Дед со стороны матери, тот, с кем жил Оуэн, тоже был немножко мечтателем. Родом из пенсильванских немцев, он тем не менее приспособился к окружению, превосходно говорил по-английски, всенепременно читал газеты и скрашивал свое безделье глубокими размышлениями и высокопарными высказываниями. Но в этом старике с пожелтевшими усами, белой головой и изящной жестикуляцией Оуэн подмечал тайную печаль постороннего — пусть наполовину, — который в той среде, какую знал, не нашел дороги к источникам власти, принимающей решения. «Папа любил порассуждать, как бы заняться политикой», — говорил его зять, но даже Оуэн понимал: для политика дед слишком простодушен и не стал бы прибегать к негодным средствам. День он проводил, перемещаясь из дома на задний двор, где возделывал небольшой огородик, выкуривал там сигару, затем переходил в свою спальню на втором этаже — днем он привык вздремнуть, — потом перебирался на диван в гостиной и ждал, пока бабушка приготовит ужин.

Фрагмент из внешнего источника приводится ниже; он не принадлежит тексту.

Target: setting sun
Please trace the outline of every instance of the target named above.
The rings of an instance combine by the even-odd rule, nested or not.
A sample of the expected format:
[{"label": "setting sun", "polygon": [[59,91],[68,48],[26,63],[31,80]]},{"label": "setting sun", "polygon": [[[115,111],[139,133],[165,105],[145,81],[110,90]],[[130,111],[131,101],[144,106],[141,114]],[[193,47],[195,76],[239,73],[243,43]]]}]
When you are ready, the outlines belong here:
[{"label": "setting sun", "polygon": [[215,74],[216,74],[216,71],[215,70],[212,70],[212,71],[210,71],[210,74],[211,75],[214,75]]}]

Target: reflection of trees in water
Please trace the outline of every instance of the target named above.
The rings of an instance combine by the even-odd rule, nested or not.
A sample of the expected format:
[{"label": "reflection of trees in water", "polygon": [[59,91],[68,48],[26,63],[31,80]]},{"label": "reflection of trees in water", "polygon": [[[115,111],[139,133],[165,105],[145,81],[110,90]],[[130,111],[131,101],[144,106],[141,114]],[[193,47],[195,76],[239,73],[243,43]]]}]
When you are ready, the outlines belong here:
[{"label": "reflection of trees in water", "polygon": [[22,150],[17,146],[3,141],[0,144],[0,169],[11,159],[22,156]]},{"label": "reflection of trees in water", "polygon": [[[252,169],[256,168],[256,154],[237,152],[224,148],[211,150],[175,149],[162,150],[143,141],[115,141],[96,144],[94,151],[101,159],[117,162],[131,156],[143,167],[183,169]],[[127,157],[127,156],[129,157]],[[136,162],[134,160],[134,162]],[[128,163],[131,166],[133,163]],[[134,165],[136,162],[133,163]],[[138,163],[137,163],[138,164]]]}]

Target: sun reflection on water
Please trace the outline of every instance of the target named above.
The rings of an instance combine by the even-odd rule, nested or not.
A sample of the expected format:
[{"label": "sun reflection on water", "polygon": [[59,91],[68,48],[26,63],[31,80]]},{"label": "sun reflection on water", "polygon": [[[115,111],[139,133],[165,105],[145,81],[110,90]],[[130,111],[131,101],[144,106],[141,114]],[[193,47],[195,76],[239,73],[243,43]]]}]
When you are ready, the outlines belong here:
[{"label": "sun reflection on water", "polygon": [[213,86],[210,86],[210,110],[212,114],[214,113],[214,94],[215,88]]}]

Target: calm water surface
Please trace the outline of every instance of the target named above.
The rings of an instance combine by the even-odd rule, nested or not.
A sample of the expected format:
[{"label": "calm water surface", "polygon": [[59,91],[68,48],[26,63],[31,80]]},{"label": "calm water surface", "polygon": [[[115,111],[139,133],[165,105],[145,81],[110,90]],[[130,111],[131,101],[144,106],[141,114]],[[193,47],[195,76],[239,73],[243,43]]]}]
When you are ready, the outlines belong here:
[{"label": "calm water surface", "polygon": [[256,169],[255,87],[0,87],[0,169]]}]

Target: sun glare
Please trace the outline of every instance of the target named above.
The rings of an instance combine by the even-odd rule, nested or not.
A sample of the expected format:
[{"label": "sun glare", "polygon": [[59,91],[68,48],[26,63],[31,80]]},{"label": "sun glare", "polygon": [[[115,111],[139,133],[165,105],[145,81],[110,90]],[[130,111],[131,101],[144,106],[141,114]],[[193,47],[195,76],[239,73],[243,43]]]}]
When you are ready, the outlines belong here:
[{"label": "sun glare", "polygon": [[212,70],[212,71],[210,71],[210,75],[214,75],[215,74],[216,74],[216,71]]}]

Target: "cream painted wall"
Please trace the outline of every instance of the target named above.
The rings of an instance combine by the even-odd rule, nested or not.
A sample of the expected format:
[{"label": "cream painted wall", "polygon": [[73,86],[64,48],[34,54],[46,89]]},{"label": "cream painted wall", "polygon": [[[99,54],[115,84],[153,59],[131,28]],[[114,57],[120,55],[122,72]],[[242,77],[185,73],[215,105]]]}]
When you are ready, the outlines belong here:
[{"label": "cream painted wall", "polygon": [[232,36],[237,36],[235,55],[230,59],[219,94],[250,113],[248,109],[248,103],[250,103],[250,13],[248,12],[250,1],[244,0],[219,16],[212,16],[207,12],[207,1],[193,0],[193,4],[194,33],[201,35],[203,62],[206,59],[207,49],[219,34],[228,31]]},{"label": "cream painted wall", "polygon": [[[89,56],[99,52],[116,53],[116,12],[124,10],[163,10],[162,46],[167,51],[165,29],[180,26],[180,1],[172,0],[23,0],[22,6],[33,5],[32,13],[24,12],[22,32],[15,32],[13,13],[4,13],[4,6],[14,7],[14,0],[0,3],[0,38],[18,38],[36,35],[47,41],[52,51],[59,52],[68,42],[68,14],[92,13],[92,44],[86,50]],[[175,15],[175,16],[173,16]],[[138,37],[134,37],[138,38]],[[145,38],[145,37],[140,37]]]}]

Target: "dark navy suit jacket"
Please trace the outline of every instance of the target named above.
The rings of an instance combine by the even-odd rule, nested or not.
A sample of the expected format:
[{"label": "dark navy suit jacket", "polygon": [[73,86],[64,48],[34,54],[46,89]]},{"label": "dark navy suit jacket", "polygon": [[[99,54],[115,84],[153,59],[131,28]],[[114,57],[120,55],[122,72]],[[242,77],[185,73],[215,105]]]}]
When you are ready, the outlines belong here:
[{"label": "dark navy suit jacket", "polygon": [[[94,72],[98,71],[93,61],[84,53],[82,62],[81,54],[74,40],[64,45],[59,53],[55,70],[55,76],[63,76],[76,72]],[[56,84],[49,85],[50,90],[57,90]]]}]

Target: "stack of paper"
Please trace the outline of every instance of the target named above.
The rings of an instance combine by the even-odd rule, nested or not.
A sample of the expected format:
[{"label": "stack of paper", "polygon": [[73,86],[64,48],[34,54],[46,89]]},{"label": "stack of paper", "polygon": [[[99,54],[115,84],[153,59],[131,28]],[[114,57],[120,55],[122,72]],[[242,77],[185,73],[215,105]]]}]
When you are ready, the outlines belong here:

Бабушка была десятым, последним отпрыском в семье Йодеров, представительницей многолюдного клана, рассеянного по всему графству. В Уиллоу было полно ее родственников: двоюродные и троюродные братья и сестры, бесчисленные племянники и племянницы. Иногда она за плату помогала кому-нибудь провести генеральную уборку весной или приготовить и подать угощение, если у кого-то собирались гости. У ее родни были деньги, кое-кто владел трикотажными фабриками и швейными мастерскими. Они хорошо одевались и проводили отпуск в горах Покено или на Джерсийском побережье. Расчувствовавшись, они впадали в сентиментальный тон и говорили о «тетушке Анне». Оуэн не сразу понимал, что они имеют в виду его бабушку. «Мы разные, — догадался он, — с разными людьми мы разные».
После того как Оуэна увезли из его первого загородного обиталища, Уиллоу представлялся ему хорошим мирным местечком. Но когда он жил там, поселок выглядел иначе. Это был мир, чье прошлое уходило в незапамятные непостижимые времена, а границы пролегали где-то за горизонтом. В чистой траве и нагретых солнцем камнях водились ядовитые змеи. Взгляды на религию и половые отношения отдавали затхлой стариной. Семьи были похожи на непорочные гнезда, свитые на перепутавшихся ветвях предыдущих поколений. Смерть могла прийти в дом в любое время дня и ночи. В ту пору, когда покончил с жизнью Дэнни Хофман, Оуэн был маленьким мальчиком, спал под полкой с двумя десятками детских книжек, рядом лежали одноглазый медвежонок по имени Бруно и резиновый Микки-Маус с черной грудкой и в желтых башмачках. На окраине Уиллоу загорелась большая конюшня, собственность отсутствующего в тот момент зажиточного семейства из Делавэра. Отец, словно мальчишка бегавший на место любого происшествия, потом рассказывал, как начали выводить из конюшни лошадей, но те испугались и метнулись обратно, каким ужасным был запах горящей конины и конского волоса. Оранжевое зарево на небе в ту ночь освещало крыши и трубы соседних домов и верхушки сосен и елей за ними. Снова и снова безответно ревели сирены пожарных машин. Как и в то утро, когда раздался выстрел, Оуэн перевернулся на другой бок, чтобы потоки бедствий и страданий в мире пронеслись мимо.